Dalam dua kasus sebelumnya, yakni kasus mafia pajak dengan aktor utama Gayus Tambunan dan skandal Bank Century yang merugikan negara Rp 6,7 triliun, relatif tak ada big fish yang tertangkap. Kedua kasus yang diharapkan mampu menguak korupsi para elite, cenderung berakhir antiklimaks. Gayus Tambunan akhirnya “sendirian” bertanggung jawab atau praktik penggelapan pajak, sedangkan atasan dan perusahaan yang memanipulasi pajak, sama sekali tak tersentuh. Demikian juga dengan skandal Century yang hanya mampu menangkap “wayang”, bukan “dalang”! Khusus skandal Century, kita tinggal menunggu vonis politik karena KPK tak sanggup menuntaskannya dalam koridor hukum.

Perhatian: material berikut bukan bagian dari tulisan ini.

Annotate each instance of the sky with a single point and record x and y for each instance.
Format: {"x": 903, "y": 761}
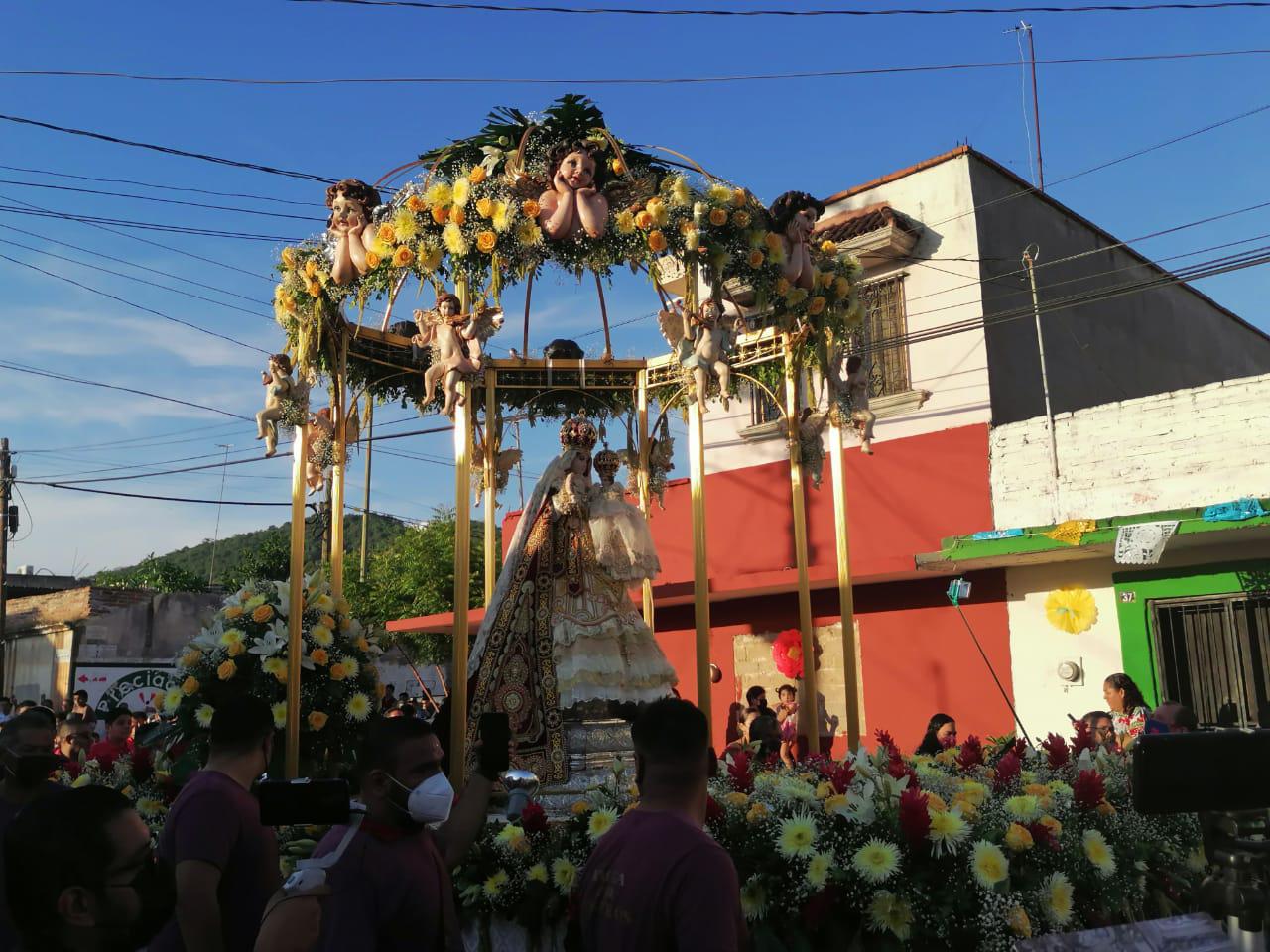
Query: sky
{"x": 816, "y": 135}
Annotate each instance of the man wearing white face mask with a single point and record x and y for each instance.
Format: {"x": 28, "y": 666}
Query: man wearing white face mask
{"x": 391, "y": 888}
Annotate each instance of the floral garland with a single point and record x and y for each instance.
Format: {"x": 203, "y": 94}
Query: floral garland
{"x": 244, "y": 651}
{"x": 475, "y": 216}
{"x": 898, "y": 851}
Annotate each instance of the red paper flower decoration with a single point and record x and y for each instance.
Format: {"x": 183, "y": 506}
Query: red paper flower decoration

Berkaca dari dua kasus tersebut, kita berharap KPK tetap fokus menghimpun keterangan dari para saksi dan barang bukti untuk menjerat Nazaruddin dan juga elite lainnya yang selama ini memakan uang rakyat. KPK wajib mengabaikan segala manuver, baik yang dilakukan Nazaruddin atau pihak-pihak lain yang menghendaki kasus ini diisolasi.

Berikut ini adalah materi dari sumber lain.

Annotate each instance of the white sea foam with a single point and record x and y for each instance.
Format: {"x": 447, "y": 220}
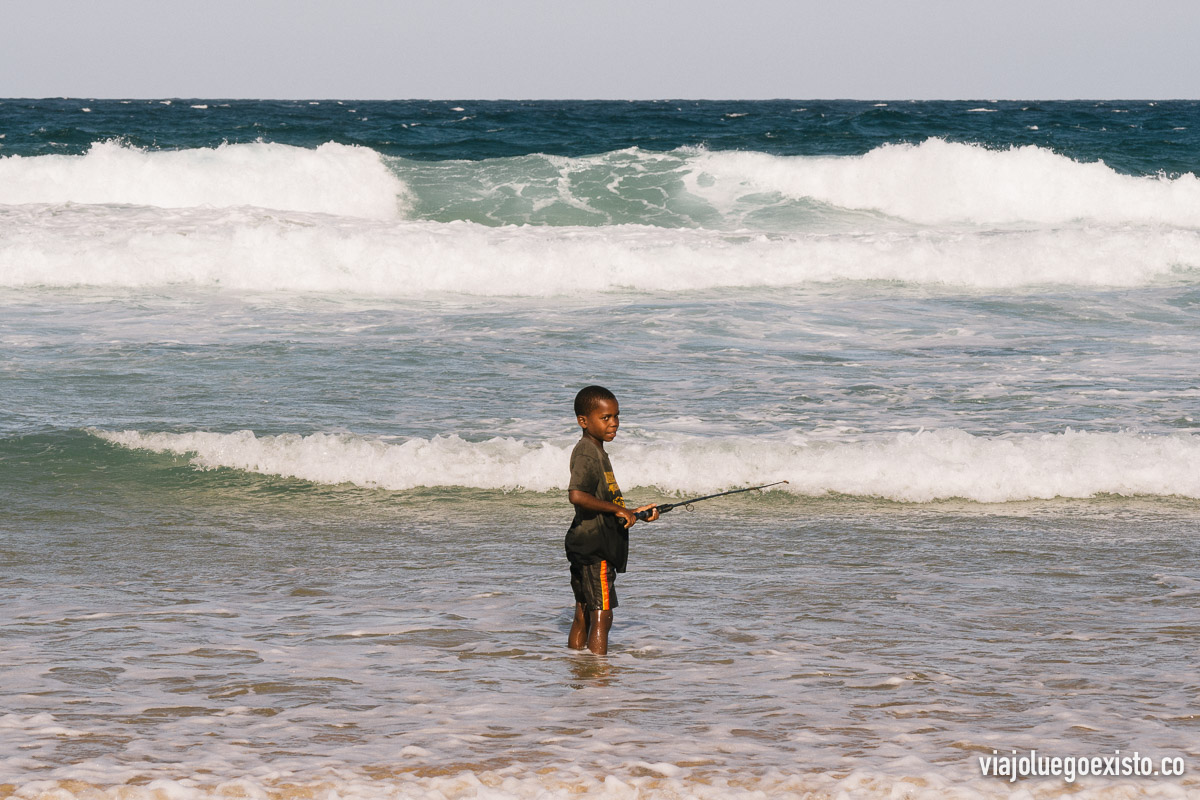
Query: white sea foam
{"x": 258, "y": 250}
{"x": 913, "y": 468}
{"x": 942, "y": 181}
{"x": 331, "y": 179}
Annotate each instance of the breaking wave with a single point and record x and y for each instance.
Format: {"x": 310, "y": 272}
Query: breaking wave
{"x": 910, "y": 468}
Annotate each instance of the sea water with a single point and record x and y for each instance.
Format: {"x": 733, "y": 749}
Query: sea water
{"x": 286, "y": 410}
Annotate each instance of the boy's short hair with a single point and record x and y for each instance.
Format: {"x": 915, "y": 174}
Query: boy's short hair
{"x": 588, "y": 398}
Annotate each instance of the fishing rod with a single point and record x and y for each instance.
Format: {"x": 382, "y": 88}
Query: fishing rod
{"x": 687, "y": 504}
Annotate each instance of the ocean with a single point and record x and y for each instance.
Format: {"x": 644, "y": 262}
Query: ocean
{"x": 286, "y": 411}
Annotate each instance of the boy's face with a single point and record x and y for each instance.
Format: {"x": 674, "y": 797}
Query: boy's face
{"x": 601, "y": 421}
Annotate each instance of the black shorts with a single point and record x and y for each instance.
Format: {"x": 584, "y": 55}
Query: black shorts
{"x": 594, "y": 585}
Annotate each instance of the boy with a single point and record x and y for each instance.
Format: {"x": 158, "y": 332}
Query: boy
{"x": 598, "y": 541}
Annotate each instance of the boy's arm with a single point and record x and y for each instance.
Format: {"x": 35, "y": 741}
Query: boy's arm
{"x": 592, "y": 503}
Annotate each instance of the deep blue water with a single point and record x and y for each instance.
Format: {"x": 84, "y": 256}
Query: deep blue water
{"x": 1137, "y": 137}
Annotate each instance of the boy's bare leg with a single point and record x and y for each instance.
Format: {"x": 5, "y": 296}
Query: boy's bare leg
{"x": 598, "y": 635}
{"x": 579, "y": 636}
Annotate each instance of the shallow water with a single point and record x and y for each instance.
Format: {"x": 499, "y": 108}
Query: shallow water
{"x": 282, "y": 462}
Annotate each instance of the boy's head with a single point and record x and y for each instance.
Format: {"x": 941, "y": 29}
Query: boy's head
{"x": 597, "y": 410}
{"x": 588, "y": 397}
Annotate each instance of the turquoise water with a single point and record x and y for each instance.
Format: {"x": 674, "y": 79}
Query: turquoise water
{"x": 287, "y": 410}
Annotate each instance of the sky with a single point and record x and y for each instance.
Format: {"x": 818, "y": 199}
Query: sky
{"x": 486, "y": 49}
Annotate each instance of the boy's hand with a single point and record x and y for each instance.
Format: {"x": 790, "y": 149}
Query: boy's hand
{"x": 652, "y": 507}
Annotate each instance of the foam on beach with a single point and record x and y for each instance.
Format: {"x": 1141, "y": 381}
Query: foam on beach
{"x": 910, "y": 468}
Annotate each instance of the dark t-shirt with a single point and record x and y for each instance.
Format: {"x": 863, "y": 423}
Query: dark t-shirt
{"x": 594, "y": 535}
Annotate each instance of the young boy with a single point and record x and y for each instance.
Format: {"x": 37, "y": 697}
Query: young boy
{"x": 598, "y": 541}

Kita mencatat sedikitnya lima manuver yang dilakukan Nazaruddin, entah atas inisiatif sendiri atau diskenariokan oleh pihak lain. Pertama, surat yang dikirim Nazaruddin kepada Presiden SBY. Dalam suratnya, Nazaruddin antara lain meminta SBY memberikan ketenangan lahir dan batin kepada keluarganya, khususnya istri dan anak-anaknya. Imbalannya,

dia tidak akan menceritakan apa pun yang dapat merusak citra Partai Demokrat dan KPK. Dalam hitungan hari, SBY mengirim balasannya.

Bagi kita, seharusnya surat itu tak perlu ditanggapi karena ada banyak tersangka lain yang juga ingin keluarganya tak diusik. Kedudukan hukum Nazaruddin dan istrinya, Neneng Sri Wahyuni yang kini menjadi buronan Interpol, sama dengan warga negara lainnya, meski yang bersangkutan pernah menduduki jabatan penting di parpol yang sedang berkuasa.

Kedua, dugaan pelanggaran HAM saat pemulangan dari Kolombia dan selama dalam tahanan Mako Brimob. Hak-hak Nazaruddin memang harus dihormati, tetapi jangan sampai hal itu justru menenggelamkan kewajibannya untuk bertanggung jawab atas dugaan korupsi dalam 31 kasus senilai Rp 6,037 triliun.

Ketiga, Nazaruddin yang bungkam dan kerap menyatakan, ”saya tidak tahu”. Bila dibandingkan saat menjadi buronan, pernyataan itu sungguh bertolak belakang. Saat di luar negeri, Nazaruddin menuding rekan-rekannya separtai, yakni Anas Urbaningrum, Andi Mallarangeng, Jafar Hafsah, Mirwan Amir, dan Angelina Sondakh, ikut menerima suap proyek pembangunan wisma atlet SEA Games. Nazaruddin mengaku menyimpan semua bukti. Selain itu, dia juga menuding petinggi KPK berkolusi untuk tidak melanjutkan penyelidikan kasus korupsi yang melibatkan politisi tertentu. “Nyanyian” tersebut seharusnya merupakan petunjuk awal bagi KPK untuk mengorek keterangan dari sejumlah nama yang disebut Nazaruddin.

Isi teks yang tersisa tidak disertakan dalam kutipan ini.